The Moment You Were Gone
Page 10
‘Why did I come?’ she mused. ‘I don’t know, really. I always thought I’d see you again. It seemed inconceivable to me that we would never meet, that we’d die without meeting. I met you when I was eleven. That’s thirty-odd years ago. We always said we’d know each other when we were old. Do you remember? Do you remember in the tree-house we made a promise to each other? Do you?’
Nancy nodded.
‘You were always there. You were there when I started school and don’t forget, you chose me – you came up to me in the second week and said you thought we could be friends and would I like to share a locker. You were there when I had my first period. You were there when I had my first boyfriend, and you were there when I got dumped – I hate that word – we never used it, did we? “Chucked”, that’s what we said. Anyway. Exams, parties, shopping, cooking, dieting, everything. You were always at my house, sleeping over, doing homework with me, revising with me, sharing secrets, giggling, crying – you were my sister, the one I didn’t have but always, always wanted.’
‘Gaby –’
‘No, shut up. Listen. And I think – I thought, anyway – that I was your sister, too. Especially after your mother started acting so oddly, going out with all those strange men and stuff, and we were your family, really. You practically lived with us. When I remember my childhood, you’re in it. People often talk about how when their marriage splits up, one of the things that’s so painful is that they’ve got no one to share memories with any more. All the things you did together don’t exist any longer. But I think it’s like that with friendships too. With our friendship, anyway. It was as if, when you upped and left, you’d rubbed away half of my life. It almost felt that it hadn’t happened. Who could I say, “Do you remember?” to. Who’d get all the subtexts, all the stupid hidden meanings? You know that lovely feeling when you hear a phrase, or see a particular sight, and you can catch someone’s eye and you know that they’re thinking what you’re thinking. But you don’t have that with many people, and I thought I had it with you. I thought you had it with me. I thought it was unconditional. The one area of my life I felt entirely certain about.’
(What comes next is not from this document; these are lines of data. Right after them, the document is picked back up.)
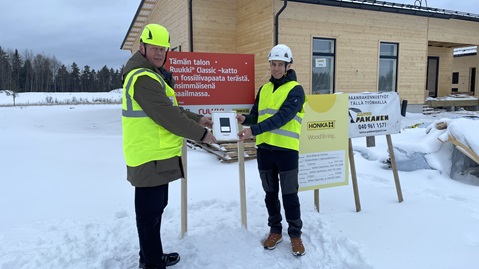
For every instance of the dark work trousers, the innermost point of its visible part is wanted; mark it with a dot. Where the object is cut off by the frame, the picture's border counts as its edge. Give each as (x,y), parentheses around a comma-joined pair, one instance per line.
(150,203)
(280,168)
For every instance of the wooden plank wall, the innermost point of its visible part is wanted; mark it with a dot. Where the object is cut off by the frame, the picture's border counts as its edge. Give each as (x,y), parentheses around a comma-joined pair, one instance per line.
(247,26)
(256,34)
(214,25)
(358,34)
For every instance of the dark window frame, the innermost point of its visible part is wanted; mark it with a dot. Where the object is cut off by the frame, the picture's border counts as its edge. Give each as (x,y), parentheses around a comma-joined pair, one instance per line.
(396,57)
(325,54)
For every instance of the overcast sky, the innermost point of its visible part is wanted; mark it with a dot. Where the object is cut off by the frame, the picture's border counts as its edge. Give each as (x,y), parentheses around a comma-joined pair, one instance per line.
(90,32)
She tipped back the glass and swallowed hugely, in uninhibited full swing now, the stiffness and fear dissolved by wine and tears. She felt liquid inside, all the feelings, memories and inchoate desires sloshing together in a dark, rolling wave of emotion. She could talk all night. She could talk for ever. She could change the past and set the future on a different course, just with the lava flow of her words.
‘Please, Gaby –’
‘Listen, will you? When you started going out with Stefan, it felt really, really weird at first. I worried that we wouldn’t be so close. You had other loyalties; you wouldn’t be able to confide in me – certainly not about your love life, anyway. I thought I wouldn’t be so close to Stefan either, and you know how we are. It was always him and me against the world – though, of course, darling Stefan’s not against anyone, is he? He doesn’t have it in him. Maybe that was why you left him. Maybe he’s just too nice for his own good. He wasn’t even bitter or angry about you leaving like that – just bewildered and terribly sad. It was like seeing the lights turned out. He continued with everything exactly the same, but there was no life in it. Anyway, I’m getting away from the point. More wine, please. The point was, I can’t remember what the point was. Yes. The difference it made to our relationship. It was all right. Wasn’t it all right? We all dealt with it brilliantly, I thought. At first, I dreaded one of you finishing with the other, but after a bit I forgot to dread it. It seemed so solid, so good.
‘I’m listening to myself speaking and I know I probably seem ridiculous to you. You’re all silent and dignified and orderly, and I’m like some kind of bubbling Icelandic geyser. But I made a decision when I was walking here that I didn’t care about being cool or pretending it’s not a big deal. You know when people fall over in public and they’re bleeding copiously or their ankle has swollen so much they can hardly walk? They jump up shakily and insist they’re fine, it’s nothing, because for some reason it’s embarrassing to say it’s really painful. I don’t want to be like that. It’s really painful. Do you hear me? Do you?’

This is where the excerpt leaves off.